Filmi baştan sona izledikten sonra nerelerde müzik kullanılacağını, müziğin hangi saniyelerde başlayıp biteceğini belirlersiniz. Her müzik parçası bir cue’dur. (Bazı kelimeleri çevirmemek daha anlaşılır olduğu için ben hep cue diye yazacağım.)

Uzun metraj filmler genellikle hayali olarak ~20 dakikalık parçalara bölünürler. Örneğin, karakterin tanıtımı, gelişimi, zorlukla mücadele edişi ve mutlu son gibi. Bu eskiden kullanılan makaralardan dolayı böyle gelmiş ve halen devam eden bir alışkanlık. Böyle bir bölüm yoksa, sekans veya sahneye göre de bölümleme yapılabilir.

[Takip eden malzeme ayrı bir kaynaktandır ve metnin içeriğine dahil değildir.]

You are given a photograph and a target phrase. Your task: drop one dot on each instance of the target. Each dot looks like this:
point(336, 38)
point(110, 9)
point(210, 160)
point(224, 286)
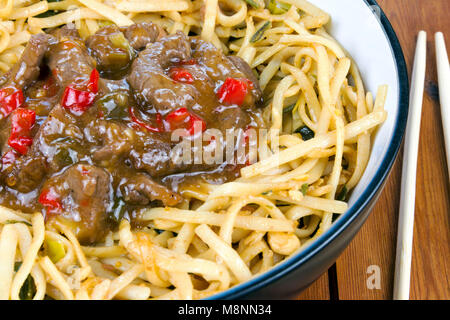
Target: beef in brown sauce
point(117, 152)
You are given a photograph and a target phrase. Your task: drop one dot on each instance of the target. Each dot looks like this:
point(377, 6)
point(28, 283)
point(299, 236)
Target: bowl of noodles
point(302, 72)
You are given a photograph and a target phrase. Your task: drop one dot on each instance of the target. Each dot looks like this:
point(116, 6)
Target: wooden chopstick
point(408, 187)
point(444, 90)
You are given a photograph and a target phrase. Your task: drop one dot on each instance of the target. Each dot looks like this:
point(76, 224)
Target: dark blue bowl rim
point(366, 197)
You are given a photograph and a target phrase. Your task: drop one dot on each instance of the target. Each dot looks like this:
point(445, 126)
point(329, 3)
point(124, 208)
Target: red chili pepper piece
point(190, 62)
point(9, 158)
point(182, 119)
point(21, 123)
point(10, 100)
point(233, 91)
point(78, 101)
point(50, 199)
point(143, 124)
point(181, 75)
point(93, 81)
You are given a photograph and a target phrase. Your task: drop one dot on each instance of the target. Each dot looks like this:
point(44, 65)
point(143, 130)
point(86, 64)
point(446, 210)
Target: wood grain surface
point(375, 243)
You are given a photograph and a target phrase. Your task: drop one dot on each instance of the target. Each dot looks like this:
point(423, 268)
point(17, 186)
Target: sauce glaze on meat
point(93, 167)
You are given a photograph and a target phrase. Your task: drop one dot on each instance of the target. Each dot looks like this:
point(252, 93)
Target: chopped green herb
point(260, 32)
point(55, 250)
point(252, 3)
point(304, 189)
point(63, 158)
point(342, 194)
point(305, 132)
point(277, 7)
point(118, 210)
point(16, 221)
point(28, 289)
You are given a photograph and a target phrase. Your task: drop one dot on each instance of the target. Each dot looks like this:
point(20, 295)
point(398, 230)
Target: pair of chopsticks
point(408, 189)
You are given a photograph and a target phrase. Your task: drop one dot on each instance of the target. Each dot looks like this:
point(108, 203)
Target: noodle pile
point(222, 235)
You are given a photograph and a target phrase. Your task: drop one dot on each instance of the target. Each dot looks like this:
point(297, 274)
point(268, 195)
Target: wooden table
point(375, 243)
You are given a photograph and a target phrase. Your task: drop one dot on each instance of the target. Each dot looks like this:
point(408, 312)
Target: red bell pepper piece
point(181, 75)
point(21, 123)
point(9, 158)
point(182, 119)
point(145, 125)
point(233, 91)
point(78, 101)
point(50, 199)
point(93, 81)
point(10, 100)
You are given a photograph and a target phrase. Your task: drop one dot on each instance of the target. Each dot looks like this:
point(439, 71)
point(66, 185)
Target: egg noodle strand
point(222, 235)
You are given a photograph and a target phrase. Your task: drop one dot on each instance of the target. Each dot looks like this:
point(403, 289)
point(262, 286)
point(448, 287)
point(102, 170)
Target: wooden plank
point(375, 244)
point(317, 291)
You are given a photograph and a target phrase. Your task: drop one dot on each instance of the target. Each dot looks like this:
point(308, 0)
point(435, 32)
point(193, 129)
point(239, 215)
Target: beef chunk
point(148, 78)
point(219, 67)
point(248, 73)
point(85, 192)
point(69, 60)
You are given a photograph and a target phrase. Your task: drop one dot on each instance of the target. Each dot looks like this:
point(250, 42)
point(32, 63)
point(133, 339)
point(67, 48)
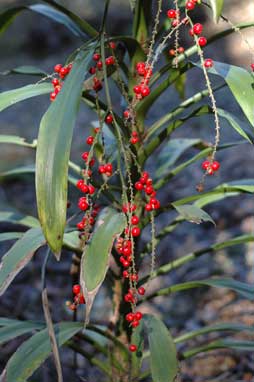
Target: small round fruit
point(133, 348)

Yani filmi bir şekilde parçalara ayırmanız gerekli. Sahneye göre ayırdığımızı varsayalım.

1M1 = Birinci sahnedeki birinci cue (müzik).

1M2 = Birinci sahnedeki ikinci cue.

1M3, 1M4, …

Anladınız siz onu. Filmler size gönderilirken yukardaki gibi kodlar görüntü üzerine gömülü olarak gelebilir. Yönetmen nerelere müzik istediğini bu şekilde anlatmıştır veya bu kodları kullanarak, en azından kaç müzik istediğini belirtir. Siz de yaptığınız müzikleri bu şekilde isimlendirirseniz hangisinin nerede kullanıldığı konusunda karışıklık yaşamazsınız. Film size bu şekilde gelmezse bile mümkün mertebe üzerinde timecode olan bir kopya isteyin. Çalışmanızı çok hızlandıracaktır. Timecode olmasa bile, çoğu DAW programıyla timecode penceresi açabildiğiniz için bu büyük bir sorun değil. Kodları gördüğünüz zaman, “adamın ejderhaya dönüşüp kadını yediği sahne” diye anlatmak yerine direkt olarak “1:03:07:22” yazdığınızda nereden bahsettiğiniz daha kolay anlaşılır.

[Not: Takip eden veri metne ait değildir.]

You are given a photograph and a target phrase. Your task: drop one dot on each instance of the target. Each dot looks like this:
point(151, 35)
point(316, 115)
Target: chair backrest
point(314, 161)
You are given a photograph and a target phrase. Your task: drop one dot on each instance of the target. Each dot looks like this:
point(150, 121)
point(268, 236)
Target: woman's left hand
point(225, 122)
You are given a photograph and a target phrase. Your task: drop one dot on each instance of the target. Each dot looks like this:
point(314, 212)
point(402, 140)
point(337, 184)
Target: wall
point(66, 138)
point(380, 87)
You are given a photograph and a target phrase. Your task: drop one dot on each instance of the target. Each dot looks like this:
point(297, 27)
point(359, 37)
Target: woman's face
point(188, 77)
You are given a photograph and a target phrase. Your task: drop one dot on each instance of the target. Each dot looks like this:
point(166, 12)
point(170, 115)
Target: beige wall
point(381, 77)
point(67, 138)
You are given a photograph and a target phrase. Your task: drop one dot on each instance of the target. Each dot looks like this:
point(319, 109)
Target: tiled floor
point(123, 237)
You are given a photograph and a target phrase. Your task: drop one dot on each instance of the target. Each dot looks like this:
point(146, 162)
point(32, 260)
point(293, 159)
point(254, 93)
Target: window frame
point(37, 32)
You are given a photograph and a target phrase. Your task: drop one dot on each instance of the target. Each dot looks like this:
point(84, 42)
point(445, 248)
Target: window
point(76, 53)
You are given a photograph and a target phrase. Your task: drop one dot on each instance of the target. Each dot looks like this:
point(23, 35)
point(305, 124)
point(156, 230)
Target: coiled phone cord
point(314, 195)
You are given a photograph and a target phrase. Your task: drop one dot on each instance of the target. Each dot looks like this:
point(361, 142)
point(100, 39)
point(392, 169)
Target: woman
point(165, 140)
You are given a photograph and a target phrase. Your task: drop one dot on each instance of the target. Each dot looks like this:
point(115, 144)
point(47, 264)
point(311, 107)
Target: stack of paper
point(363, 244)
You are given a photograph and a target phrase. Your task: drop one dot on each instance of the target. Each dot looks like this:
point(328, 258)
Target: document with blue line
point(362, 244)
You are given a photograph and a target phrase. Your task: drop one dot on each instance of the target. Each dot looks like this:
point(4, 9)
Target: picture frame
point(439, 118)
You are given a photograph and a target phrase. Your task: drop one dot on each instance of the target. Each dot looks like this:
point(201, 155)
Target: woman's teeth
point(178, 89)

Çok kısa cue’lar yazmaktan kaçının. Mesela en az 15 saniye olsun. 3 dakikadan daha uzun sürenler için ise sonradan onları kolaylıkla bölebileceğiniz yerleri hesaplayın. Müziğin nerede başlayacağını bilmek kolaydır ancak nerede bitireceğinizi bilmek zor kısım.

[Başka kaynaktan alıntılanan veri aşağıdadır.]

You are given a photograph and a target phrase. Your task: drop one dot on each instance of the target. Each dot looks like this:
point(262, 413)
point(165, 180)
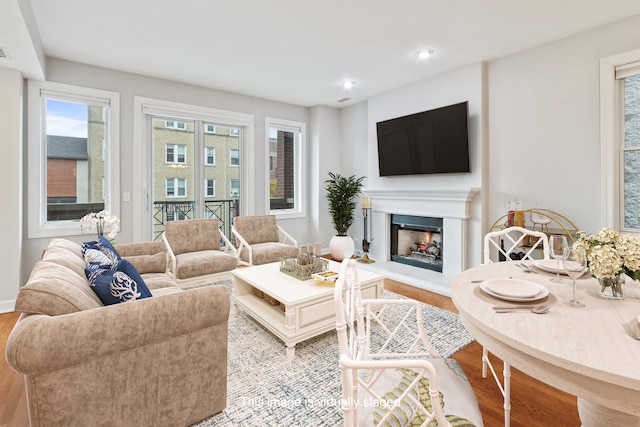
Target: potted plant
point(341, 192)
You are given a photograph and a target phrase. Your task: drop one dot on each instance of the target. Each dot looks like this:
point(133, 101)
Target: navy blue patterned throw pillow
point(121, 283)
point(100, 253)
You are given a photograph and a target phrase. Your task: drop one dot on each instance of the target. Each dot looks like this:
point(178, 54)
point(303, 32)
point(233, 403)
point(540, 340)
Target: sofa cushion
point(66, 258)
point(193, 235)
point(257, 228)
point(264, 253)
point(73, 247)
point(122, 283)
point(158, 280)
point(149, 263)
point(100, 252)
point(201, 263)
point(54, 289)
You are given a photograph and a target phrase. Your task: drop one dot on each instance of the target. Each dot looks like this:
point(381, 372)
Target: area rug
point(264, 389)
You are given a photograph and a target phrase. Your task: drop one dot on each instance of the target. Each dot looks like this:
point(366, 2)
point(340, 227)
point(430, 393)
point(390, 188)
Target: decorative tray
point(291, 267)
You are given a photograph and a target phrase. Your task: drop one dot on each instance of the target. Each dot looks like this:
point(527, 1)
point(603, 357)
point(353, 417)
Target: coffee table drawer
point(315, 314)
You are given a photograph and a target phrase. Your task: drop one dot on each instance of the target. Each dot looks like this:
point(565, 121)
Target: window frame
point(143, 108)
point(611, 140)
point(37, 91)
point(176, 188)
point(300, 145)
point(232, 157)
point(176, 154)
point(206, 187)
point(175, 125)
point(206, 156)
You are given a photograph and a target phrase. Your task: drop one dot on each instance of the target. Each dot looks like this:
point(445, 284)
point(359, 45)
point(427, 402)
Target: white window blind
point(627, 70)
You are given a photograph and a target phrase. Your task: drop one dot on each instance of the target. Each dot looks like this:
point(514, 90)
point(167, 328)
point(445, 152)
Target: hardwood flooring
point(533, 403)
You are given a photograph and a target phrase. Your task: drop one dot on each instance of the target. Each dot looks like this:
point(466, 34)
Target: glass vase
point(611, 287)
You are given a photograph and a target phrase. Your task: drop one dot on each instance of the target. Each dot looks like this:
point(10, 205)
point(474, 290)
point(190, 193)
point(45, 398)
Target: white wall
point(544, 124)
point(446, 89)
point(538, 140)
point(11, 177)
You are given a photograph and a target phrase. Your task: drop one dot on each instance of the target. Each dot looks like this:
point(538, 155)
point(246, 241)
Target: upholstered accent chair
point(391, 373)
point(260, 240)
point(195, 251)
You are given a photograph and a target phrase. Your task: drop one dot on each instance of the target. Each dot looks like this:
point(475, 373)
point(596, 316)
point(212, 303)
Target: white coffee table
point(308, 308)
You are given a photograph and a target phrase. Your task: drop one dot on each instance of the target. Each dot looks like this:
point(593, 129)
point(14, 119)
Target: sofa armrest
point(41, 343)
point(286, 237)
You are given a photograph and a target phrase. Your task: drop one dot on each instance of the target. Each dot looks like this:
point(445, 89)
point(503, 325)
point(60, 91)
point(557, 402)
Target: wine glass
point(557, 244)
point(574, 263)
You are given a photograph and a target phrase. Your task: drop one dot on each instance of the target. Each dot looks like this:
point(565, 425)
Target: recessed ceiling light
point(424, 53)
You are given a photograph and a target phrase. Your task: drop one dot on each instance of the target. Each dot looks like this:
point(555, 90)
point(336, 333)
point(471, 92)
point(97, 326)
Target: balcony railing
point(223, 210)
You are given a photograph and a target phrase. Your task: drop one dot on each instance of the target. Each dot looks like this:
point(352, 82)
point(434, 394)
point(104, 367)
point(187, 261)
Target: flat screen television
point(431, 142)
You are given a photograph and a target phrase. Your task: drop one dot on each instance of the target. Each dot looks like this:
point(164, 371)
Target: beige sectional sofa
point(155, 361)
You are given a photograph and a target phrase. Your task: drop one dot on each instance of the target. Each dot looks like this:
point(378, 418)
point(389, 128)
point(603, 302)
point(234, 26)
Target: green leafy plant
point(341, 192)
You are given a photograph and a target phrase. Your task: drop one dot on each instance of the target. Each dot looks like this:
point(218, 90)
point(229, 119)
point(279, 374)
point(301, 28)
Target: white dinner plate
point(513, 288)
point(542, 292)
point(549, 265)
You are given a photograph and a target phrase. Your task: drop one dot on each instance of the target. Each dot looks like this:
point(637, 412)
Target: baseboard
point(7, 306)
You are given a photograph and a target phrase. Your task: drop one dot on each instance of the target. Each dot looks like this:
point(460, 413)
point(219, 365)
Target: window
point(195, 187)
point(209, 187)
point(286, 155)
point(630, 176)
point(175, 153)
point(210, 156)
point(72, 156)
point(175, 125)
point(620, 141)
point(176, 187)
point(234, 186)
point(234, 157)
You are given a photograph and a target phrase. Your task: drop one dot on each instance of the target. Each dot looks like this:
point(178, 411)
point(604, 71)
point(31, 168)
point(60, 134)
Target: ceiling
point(294, 51)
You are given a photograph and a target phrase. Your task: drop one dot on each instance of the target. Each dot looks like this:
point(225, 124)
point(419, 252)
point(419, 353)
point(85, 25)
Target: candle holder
point(366, 210)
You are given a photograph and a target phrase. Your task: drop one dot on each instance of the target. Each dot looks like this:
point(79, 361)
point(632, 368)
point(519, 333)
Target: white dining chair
point(526, 243)
point(391, 373)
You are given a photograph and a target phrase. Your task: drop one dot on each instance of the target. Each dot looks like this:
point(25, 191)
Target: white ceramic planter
point(341, 247)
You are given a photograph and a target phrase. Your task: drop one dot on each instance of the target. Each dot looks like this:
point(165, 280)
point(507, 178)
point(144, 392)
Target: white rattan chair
point(391, 374)
point(504, 243)
point(260, 240)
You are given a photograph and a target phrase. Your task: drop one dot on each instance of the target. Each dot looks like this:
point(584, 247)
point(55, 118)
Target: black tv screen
point(430, 142)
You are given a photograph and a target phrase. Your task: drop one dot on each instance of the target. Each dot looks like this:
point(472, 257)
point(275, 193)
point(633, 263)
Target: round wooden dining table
point(582, 351)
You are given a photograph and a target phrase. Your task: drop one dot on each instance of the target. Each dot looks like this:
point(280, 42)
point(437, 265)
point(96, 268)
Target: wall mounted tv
point(431, 142)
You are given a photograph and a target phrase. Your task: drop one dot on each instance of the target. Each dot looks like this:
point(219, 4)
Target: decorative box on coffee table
point(308, 308)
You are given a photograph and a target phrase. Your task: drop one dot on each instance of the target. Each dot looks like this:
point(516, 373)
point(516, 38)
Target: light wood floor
point(532, 403)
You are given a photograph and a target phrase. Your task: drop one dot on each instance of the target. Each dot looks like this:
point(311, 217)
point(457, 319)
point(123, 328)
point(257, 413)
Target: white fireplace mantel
point(453, 206)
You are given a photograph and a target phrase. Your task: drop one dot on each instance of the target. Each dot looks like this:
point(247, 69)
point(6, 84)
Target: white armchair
point(391, 374)
point(260, 240)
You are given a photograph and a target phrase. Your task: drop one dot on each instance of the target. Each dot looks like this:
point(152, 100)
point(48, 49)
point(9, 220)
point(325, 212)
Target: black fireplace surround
point(417, 241)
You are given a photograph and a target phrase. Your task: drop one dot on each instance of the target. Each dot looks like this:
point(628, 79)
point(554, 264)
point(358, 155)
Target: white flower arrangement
point(100, 222)
point(610, 253)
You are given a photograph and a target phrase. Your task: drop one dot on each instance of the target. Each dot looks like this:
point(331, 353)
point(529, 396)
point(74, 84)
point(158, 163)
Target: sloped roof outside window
point(66, 147)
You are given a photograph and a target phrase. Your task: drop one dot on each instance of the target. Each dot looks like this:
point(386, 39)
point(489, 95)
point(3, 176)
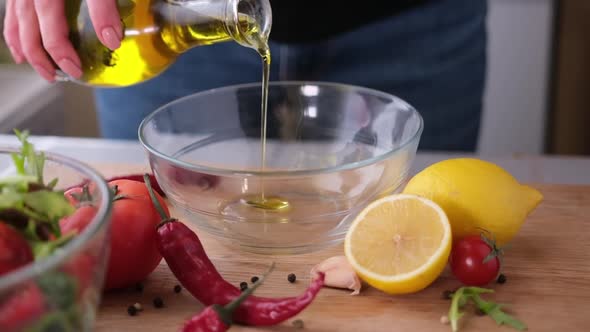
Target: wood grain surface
point(547, 269)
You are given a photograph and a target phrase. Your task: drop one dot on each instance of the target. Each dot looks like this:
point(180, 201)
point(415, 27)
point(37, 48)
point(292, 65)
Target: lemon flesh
point(476, 195)
point(399, 244)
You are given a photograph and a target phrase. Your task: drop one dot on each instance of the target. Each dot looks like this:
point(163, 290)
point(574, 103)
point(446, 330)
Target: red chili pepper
point(133, 177)
point(188, 261)
point(217, 318)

Müzik eklememek de bir müzik kullanımıdır. Müziği bitirmek de keza öyle. Diyaloğun vurgulanması gerekiyorsa, izleyiciye zamanın akışı hissettirilmek isteniyorsa veya sadece izleyiciyi aşırı müzikle yormamak hedeflenmişse müzik kullanmazsınız. Filmin gidişatına göre bu kararları verebilmek, kişiyi sanatçı yapar.

SKOR YAZMA

Öncelikle DAW programınızı hazırlayacaksınız. İlk olarak bilmeniz gereken şey, DAW’ın video dosyalarını açabiliyor olması. Daha önce bahsettiğim başlıca meşhur olanların hepsi bunu destekler ve bir video player’ları vardır. Eğer buna rağmen dosya açmada sıkıntı yaşıyorsanız muhtemelen codec problemiyle karşı karşıyasınızdır. Aksi halde DAW’ın destek forumlarından yardım almayı deneyin.

Eğer size gelen videoda timecode varsa DAW içindeki timecode ile kıyaslayın ve aynı olmasını sağlayın. Filme en baştan başlayarak müzik yapacaksanız bu o kadar önemli değil ama bir sahnenin ortasından başlamak gerekliyse faydasını göreceksiniz.

Şimdi hazırız ve müzik yazmaya başlıyoruz. Çoğu besteci filmi izlerken kafasında müzikleri duyar. Müzikler düşünerek yapılır. Bazen de enstrümanla deneme yaparken kazara uygun şeyler keşfedilir. Kimi zaman günler, kimi zaman haftalar sadece düşünerek harcanabilir. Tabii projenin büyüklüğüne ve bitirme süresine göre. Ancak önceki adımları başarıyla atmışsanız zaten ne tür müzikler yapacağınızı, hangi enstrümanları kullanacağınızı, yönetmenin neler istediğini biliyorsunuz demektir. Bu sayede stratejiniz ona göre şekillenir ve zaman kaybınız minimuma iner. DAW’ı ilk açtığınızda bomboş bir sayfanız olabilir ama ne yapacağınızı bildiğiniz için aslında o sayfa o kadar da boş değil.

Burada cevaplamanız gereken sorulardan bazıları şunlardır:

Eklediğim müzik bu sahneye ne katacak? Ne kazanmaya çalışıyorum? Sahnenin genel bir teması var mı? Yazdığım cue’yu hangi noktalardan parçalara ayırabilirim? Yazdığım müzik filmin tamamı düşünüldüğünde uyum sağlıyor mu?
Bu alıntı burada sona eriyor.